Se alguma dúvida havia quanto ao amor dos brasileiros por seu grande escritor, ela foi varrida na semana passada pela comoção coletiva que atravessou o país. "Morreu o cara que estava mais próximo de compreender o Brasil", lamentava o cartunista Ziraldo, que ilustrou mais de um livro de Drummond. "Ele foi meu mestre", tributou João Cabral de Melo Neto, agora alçado ao posto de maior poeta brasileiro vivo. No velório, choravam humildes passistas da Estação Primeira de Mangueira, a escola que fez de Drummond o tema de seu vitorioso samba-enredo, no último Carnaval. Em Minas Gerais, a cidade de Itabira voltou a experimentar sentimentos contraditórios: o orgulho de ser a terra natal do poeta (ainda está de pé o casarão onde ele morou) e o ressentimento por não ter merecido uma visita sua nos últimos 33 anos. Ainda há, entre a população local, quem tome como ofensa o célebre verso em que Drummond fala de Itabira como sendo "apenas um retrato na parede", ou aquele em que a descreve, sem nomeá-la, como uma "cidadezinha qualquer".

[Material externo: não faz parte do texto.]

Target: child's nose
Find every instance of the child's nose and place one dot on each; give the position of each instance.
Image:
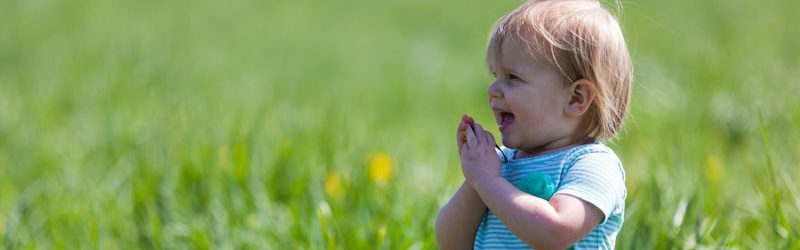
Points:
(494, 90)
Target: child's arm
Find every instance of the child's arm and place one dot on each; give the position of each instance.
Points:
(556, 224)
(458, 220)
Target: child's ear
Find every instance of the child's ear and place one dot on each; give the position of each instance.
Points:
(582, 93)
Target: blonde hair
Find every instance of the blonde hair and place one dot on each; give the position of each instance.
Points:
(584, 41)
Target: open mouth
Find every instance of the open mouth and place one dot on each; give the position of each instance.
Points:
(506, 119)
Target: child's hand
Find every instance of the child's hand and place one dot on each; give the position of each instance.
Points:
(476, 147)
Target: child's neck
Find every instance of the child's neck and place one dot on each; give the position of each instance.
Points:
(549, 148)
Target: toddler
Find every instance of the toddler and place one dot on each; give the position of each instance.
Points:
(562, 86)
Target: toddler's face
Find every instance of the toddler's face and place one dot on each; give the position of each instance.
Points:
(528, 98)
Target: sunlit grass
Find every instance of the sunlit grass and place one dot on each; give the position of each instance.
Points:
(300, 124)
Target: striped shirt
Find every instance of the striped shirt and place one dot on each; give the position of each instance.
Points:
(590, 172)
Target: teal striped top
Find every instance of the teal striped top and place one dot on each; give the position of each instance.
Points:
(591, 172)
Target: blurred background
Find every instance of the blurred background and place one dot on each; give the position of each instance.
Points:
(331, 124)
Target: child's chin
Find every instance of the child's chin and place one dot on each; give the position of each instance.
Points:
(508, 142)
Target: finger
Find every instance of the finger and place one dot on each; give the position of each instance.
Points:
(490, 142)
(479, 131)
(460, 134)
(469, 120)
(490, 139)
(471, 138)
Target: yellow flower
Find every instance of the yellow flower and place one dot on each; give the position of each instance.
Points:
(380, 167)
(333, 184)
(713, 168)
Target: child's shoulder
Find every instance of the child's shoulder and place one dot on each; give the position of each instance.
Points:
(596, 151)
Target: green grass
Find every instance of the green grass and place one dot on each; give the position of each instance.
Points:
(206, 124)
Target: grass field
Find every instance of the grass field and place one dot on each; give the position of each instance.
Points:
(330, 124)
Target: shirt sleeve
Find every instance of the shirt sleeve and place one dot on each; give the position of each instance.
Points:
(596, 178)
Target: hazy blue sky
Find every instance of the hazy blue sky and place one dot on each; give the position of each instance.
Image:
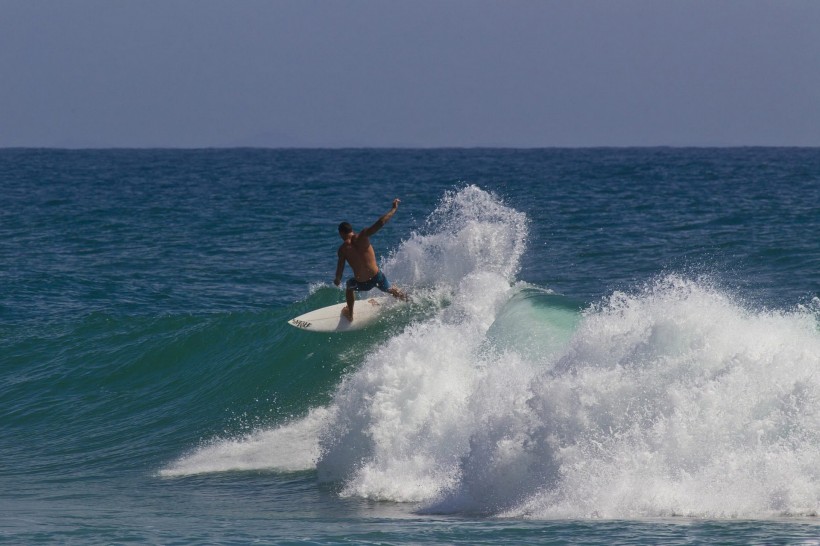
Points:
(194, 73)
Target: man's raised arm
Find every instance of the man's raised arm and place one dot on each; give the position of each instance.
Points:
(383, 220)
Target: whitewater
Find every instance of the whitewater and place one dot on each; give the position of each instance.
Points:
(498, 397)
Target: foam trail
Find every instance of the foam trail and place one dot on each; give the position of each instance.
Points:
(672, 401)
(288, 448)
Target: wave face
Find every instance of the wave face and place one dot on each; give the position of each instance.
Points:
(498, 397)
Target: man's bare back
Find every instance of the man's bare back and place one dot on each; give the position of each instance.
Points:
(357, 251)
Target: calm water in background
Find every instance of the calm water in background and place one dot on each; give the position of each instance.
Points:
(605, 346)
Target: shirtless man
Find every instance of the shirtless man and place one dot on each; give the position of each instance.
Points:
(358, 252)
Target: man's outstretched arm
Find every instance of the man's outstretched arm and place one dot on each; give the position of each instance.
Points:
(340, 267)
(383, 220)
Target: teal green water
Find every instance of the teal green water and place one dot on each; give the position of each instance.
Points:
(605, 347)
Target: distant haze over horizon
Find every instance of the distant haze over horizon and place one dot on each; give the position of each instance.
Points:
(422, 74)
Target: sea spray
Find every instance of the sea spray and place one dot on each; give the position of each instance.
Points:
(676, 400)
(670, 399)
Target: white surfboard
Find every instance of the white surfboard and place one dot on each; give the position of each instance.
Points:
(330, 319)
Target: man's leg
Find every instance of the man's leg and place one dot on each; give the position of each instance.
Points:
(396, 293)
(350, 296)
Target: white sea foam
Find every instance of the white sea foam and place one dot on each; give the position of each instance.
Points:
(674, 399)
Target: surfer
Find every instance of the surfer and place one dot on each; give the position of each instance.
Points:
(358, 252)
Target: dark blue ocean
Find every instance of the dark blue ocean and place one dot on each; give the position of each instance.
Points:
(604, 346)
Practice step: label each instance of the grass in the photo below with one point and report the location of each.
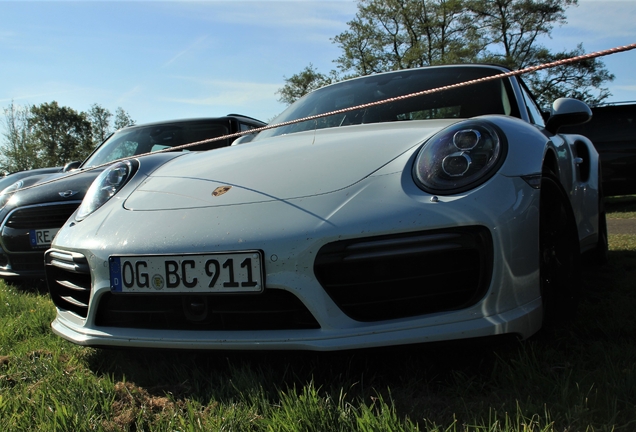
(581, 377)
(621, 207)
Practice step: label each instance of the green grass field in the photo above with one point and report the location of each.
(581, 377)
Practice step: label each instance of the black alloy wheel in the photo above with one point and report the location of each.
(559, 253)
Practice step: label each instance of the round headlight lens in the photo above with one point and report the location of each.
(105, 186)
(460, 157)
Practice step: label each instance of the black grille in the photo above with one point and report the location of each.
(69, 281)
(271, 310)
(397, 276)
(46, 216)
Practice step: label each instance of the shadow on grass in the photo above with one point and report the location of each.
(621, 204)
(444, 379)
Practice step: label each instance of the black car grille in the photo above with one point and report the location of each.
(69, 280)
(45, 216)
(397, 276)
(271, 310)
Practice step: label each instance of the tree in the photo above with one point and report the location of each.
(398, 34)
(61, 133)
(302, 83)
(19, 149)
(100, 123)
(122, 119)
(511, 29)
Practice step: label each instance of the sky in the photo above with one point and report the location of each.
(163, 60)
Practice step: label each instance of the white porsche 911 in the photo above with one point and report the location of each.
(456, 214)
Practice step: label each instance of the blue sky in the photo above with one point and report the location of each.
(163, 60)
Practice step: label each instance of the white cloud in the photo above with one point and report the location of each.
(231, 93)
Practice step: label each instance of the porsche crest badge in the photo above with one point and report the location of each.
(221, 190)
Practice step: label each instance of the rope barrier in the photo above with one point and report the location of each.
(367, 105)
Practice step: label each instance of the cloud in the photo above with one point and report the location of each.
(192, 47)
(232, 93)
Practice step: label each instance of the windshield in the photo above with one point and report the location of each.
(145, 139)
(491, 97)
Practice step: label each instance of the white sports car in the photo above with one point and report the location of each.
(455, 214)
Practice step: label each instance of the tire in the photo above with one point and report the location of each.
(559, 253)
(600, 253)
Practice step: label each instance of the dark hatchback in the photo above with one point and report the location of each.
(31, 217)
(613, 132)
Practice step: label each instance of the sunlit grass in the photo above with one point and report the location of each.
(621, 207)
(581, 377)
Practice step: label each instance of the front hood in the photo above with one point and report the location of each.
(68, 187)
(280, 168)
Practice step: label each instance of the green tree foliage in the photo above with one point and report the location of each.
(302, 83)
(399, 34)
(100, 123)
(510, 28)
(122, 119)
(49, 135)
(19, 149)
(62, 134)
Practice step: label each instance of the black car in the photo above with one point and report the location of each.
(13, 178)
(613, 132)
(31, 217)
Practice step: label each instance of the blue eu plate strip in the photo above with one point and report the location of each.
(115, 274)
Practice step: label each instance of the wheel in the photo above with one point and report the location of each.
(559, 253)
(600, 253)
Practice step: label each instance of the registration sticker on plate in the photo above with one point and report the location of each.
(231, 272)
(43, 237)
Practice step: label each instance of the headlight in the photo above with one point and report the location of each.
(460, 158)
(8, 192)
(105, 186)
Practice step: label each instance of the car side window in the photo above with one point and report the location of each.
(533, 110)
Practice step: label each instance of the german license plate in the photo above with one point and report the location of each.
(43, 237)
(233, 272)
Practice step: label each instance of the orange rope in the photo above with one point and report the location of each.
(371, 104)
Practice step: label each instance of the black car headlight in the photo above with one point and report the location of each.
(105, 186)
(8, 192)
(460, 157)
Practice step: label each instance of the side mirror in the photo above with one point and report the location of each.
(568, 112)
(71, 166)
(244, 139)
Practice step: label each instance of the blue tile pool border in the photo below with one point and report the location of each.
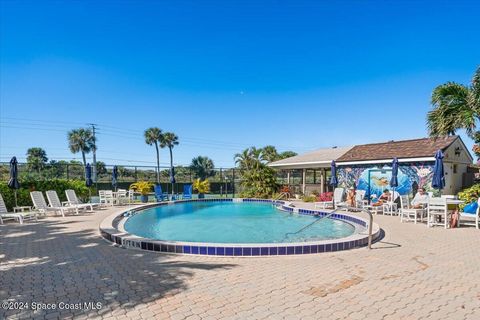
(127, 240)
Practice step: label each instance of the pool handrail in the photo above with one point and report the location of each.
(370, 223)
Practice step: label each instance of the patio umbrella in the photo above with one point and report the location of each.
(172, 177)
(438, 180)
(394, 179)
(88, 178)
(13, 181)
(333, 178)
(115, 177)
(88, 175)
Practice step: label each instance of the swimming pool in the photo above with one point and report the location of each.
(235, 227)
(232, 222)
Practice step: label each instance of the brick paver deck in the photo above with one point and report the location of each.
(413, 273)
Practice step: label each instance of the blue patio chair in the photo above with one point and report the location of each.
(159, 194)
(187, 191)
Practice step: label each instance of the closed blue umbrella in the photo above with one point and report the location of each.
(172, 175)
(13, 181)
(438, 180)
(88, 175)
(115, 177)
(394, 179)
(172, 179)
(333, 178)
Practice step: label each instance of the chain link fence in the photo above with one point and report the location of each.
(223, 181)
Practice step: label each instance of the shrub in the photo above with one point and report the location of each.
(311, 198)
(59, 185)
(144, 187)
(326, 196)
(201, 186)
(469, 195)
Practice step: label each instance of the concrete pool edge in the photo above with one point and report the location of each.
(111, 229)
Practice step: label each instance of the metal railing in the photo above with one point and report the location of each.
(370, 223)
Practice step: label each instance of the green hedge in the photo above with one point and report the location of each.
(59, 185)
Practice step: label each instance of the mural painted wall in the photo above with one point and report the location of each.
(376, 177)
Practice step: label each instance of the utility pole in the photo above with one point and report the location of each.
(94, 173)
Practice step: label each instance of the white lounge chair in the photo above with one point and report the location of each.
(40, 204)
(121, 196)
(54, 201)
(470, 219)
(410, 214)
(18, 216)
(106, 197)
(359, 198)
(437, 209)
(337, 199)
(73, 200)
(390, 207)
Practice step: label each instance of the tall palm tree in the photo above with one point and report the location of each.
(81, 140)
(202, 167)
(154, 136)
(36, 159)
(455, 106)
(270, 153)
(169, 140)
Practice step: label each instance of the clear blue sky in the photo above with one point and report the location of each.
(225, 75)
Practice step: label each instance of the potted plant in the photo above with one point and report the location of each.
(201, 187)
(142, 187)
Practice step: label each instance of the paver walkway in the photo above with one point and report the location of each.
(413, 273)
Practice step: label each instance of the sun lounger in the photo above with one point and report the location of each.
(73, 200)
(18, 216)
(40, 204)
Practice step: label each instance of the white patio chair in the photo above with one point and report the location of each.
(106, 197)
(437, 210)
(73, 200)
(390, 207)
(337, 199)
(121, 196)
(54, 201)
(130, 196)
(447, 196)
(360, 198)
(407, 213)
(40, 204)
(470, 219)
(18, 216)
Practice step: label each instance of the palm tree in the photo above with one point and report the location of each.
(202, 167)
(455, 106)
(169, 140)
(81, 140)
(270, 153)
(154, 136)
(36, 159)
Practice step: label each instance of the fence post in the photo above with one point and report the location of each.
(221, 181)
(233, 182)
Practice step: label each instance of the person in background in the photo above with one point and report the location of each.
(384, 197)
(420, 199)
(351, 197)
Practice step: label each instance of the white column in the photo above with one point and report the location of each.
(304, 175)
(322, 180)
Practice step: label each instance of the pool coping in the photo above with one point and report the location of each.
(111, 228)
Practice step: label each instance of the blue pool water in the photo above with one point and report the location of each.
(228, 222)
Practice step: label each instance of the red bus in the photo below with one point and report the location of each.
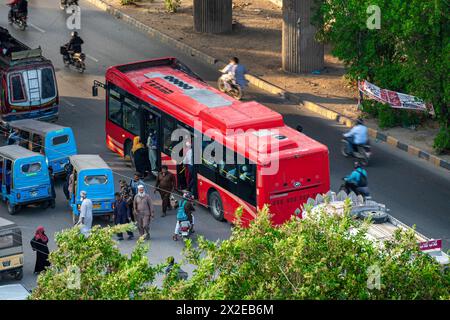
(166, 96)
(28, 82)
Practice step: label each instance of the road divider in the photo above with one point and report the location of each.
(91, 57)
(269, 87)
(36, 27)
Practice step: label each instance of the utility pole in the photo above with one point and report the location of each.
(300, 53)
(213, 16)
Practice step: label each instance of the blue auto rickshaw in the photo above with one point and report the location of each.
(56, 142)
(93, 175)
(24, 178)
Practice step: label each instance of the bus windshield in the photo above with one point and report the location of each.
(32, 87)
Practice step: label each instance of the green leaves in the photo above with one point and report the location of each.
(94, 268)
(320, 257)
(323, 256)
(409, 53)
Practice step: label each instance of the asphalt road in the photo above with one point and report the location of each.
(416, 192)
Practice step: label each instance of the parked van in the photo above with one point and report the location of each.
(24, 178)
(93, 175)
(11, 250)
(56, 142)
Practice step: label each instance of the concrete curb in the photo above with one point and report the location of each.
(268, 87)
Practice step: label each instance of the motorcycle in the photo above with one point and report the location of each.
(19, 19)
(362, 153)
(363, 191)
(233, 89)
(185, 229)
(64, 4)
(73, 59)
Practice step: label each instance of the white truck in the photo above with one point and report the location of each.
(384, 224)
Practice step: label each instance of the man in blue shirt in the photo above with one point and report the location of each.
(235, 71)
(356, 179)
(358, 135)
(14, 137)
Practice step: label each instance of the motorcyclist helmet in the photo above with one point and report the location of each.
(188, 196)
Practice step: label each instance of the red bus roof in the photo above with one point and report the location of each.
(182, 94)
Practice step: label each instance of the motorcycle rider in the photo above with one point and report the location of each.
(357, 180)
(357, 136)
(234, 71)
(185, 210)
(19, 7)
(74, 44)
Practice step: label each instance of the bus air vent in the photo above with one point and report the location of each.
(158, 86)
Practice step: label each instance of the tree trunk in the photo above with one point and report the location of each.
(213, 16)
(300, 52)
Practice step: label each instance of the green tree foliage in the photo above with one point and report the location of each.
(315, 258)
(172, 6)
(105, 273)
(409, 53)
(320, 257)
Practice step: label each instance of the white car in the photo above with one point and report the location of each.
(13, 292)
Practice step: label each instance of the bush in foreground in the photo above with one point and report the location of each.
(319, 257)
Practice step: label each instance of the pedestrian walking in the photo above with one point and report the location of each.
(135, 182)
(152, 145)
(143, 210)
(39, 244)
(165, 184)
(14, 137)
(70, 184)
(121, 214)
(189, 167)
(85, 214)
(127, 195)
(141, 161)
(52, 187)
(68, 170)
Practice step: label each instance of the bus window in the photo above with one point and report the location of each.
(31, 167)
(60, 140)
(131, 119)
(246, 173)
(17, 89)
(229, 171)
(24, 138)
(246, 188)
(37, 143)
(95, 180)
(169, 127)
(6, 241)
(114, 107)
(48, 83)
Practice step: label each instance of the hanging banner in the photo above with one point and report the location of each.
(394, 99)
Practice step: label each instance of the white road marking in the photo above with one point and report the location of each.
(92, 58)
(37, 28)
(70, 104)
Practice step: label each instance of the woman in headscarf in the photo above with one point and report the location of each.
(39, 244)
(141, 160)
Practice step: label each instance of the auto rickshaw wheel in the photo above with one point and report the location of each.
(12, 209)
(44, 205)
(18, 275)
(74, 218)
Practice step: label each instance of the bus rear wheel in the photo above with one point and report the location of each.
(129, 153)
(12, 209)
(216, 206)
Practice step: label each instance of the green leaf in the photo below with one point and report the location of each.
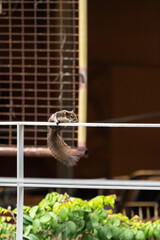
(72, 227)
(36, 225)
(31, 237)
(46, 218)
(140, 235)
(128, 234)
(63, 213)
(156, 234)
(150, 232)
(27, 230)
(116, 232)
(33, 211)
(27, 219)
(105, 233)
(115, 221)
(102, 234)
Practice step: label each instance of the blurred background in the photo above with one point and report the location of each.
(123, 84)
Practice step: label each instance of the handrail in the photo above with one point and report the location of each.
(20, 182)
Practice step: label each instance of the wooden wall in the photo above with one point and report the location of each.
(124, 80)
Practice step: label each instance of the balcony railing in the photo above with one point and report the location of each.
(20, 182)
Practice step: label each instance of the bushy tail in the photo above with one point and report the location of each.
(60, 150)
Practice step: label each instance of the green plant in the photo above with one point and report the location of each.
(62, 217)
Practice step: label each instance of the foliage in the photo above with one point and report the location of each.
(63, 217)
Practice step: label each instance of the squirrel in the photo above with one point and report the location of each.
(59, 149)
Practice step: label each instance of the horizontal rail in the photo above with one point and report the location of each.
(81, 183)
(117, 125)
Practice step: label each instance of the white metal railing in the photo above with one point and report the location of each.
(20, 182)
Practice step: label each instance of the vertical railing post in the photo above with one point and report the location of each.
(20, 176)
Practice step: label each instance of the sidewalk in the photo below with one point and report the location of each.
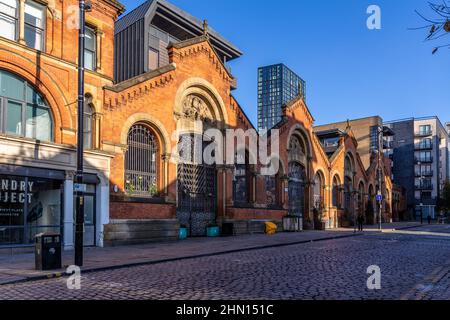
(19, 267)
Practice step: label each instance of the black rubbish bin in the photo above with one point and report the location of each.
(227, 229)
(48, 251)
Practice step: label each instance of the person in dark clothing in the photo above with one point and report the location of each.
(361, 223)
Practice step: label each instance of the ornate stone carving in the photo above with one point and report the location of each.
(194, 108)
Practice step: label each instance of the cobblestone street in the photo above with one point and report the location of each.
(414, 265)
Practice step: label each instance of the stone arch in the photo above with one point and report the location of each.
(302, 133)
(155, 124)
(201, 88)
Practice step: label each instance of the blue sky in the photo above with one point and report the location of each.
(351, 72)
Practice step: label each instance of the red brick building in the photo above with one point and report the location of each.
(169, 72)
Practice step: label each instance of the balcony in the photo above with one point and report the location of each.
(422, 134)
(423, 160)
(424, 186)
(423, 146)
(424, 174)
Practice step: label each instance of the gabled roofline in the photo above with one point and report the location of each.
(197, 40)
(116, 4)
(148, 9)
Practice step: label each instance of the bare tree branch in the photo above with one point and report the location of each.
(440, 23)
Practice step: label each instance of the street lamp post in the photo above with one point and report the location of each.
(420, 190)
(380, 178)
(79, 195)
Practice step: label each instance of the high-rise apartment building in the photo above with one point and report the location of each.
(277, 85)
(421, 161)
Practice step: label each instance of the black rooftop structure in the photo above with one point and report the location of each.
(143, 35)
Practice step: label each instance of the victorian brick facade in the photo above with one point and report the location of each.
(322, 190)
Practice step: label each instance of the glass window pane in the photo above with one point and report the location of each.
(90, 39)
(38, 123)
(14, 118)
(33, 37)
(9, 7)
(33, 97)
(89, 59)
(7, 27)
(153, 57)
(34, 14)
(11, 86)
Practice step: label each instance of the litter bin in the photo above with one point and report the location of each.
(48, 251)
(227, 229)
(271, 228)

Mulher de um sobrinho do poeta, Carmen Araújo Andrade revela que é comum, entre a juventude itabirana, uma persistente má vontade em relação a ele, pelo fato de ter trocado a terra por Belo Horizonte, na segunda década do século, e depois pelo Rio de Janeiro, onde viveu a partir de 1934 (por alguns meses, em 1926, voltou a viver em Itabira, como professor de português e geografia). "É uma injustiça, um preconceito que vem sendo transmitido nas escolas pelos próprios professores", denuncia Carmen Araújo Andrade.
Mas há, felizmente, um outro lado na relação da cidade com o escritor. Na semana passada, a Fundação Cultural de Itabira foi rebatizada Fundação Carlos Drummond de Andrade. O prefeito decretou luto oficial por três dias, parte do comércio fechou as portas e a programação das emissoras de rádio se recheou de comentários sobre a vida e a obra do escritor. Esfumaram-se, de uma vez por todas, alguns fiapos de que Drummond, quem sabe, um dia acabasse voltando. Essa ansiedade, que varou décadas, desapareceu – para que Itabira pudesse, finalmente, se reconciliar com o filho amado.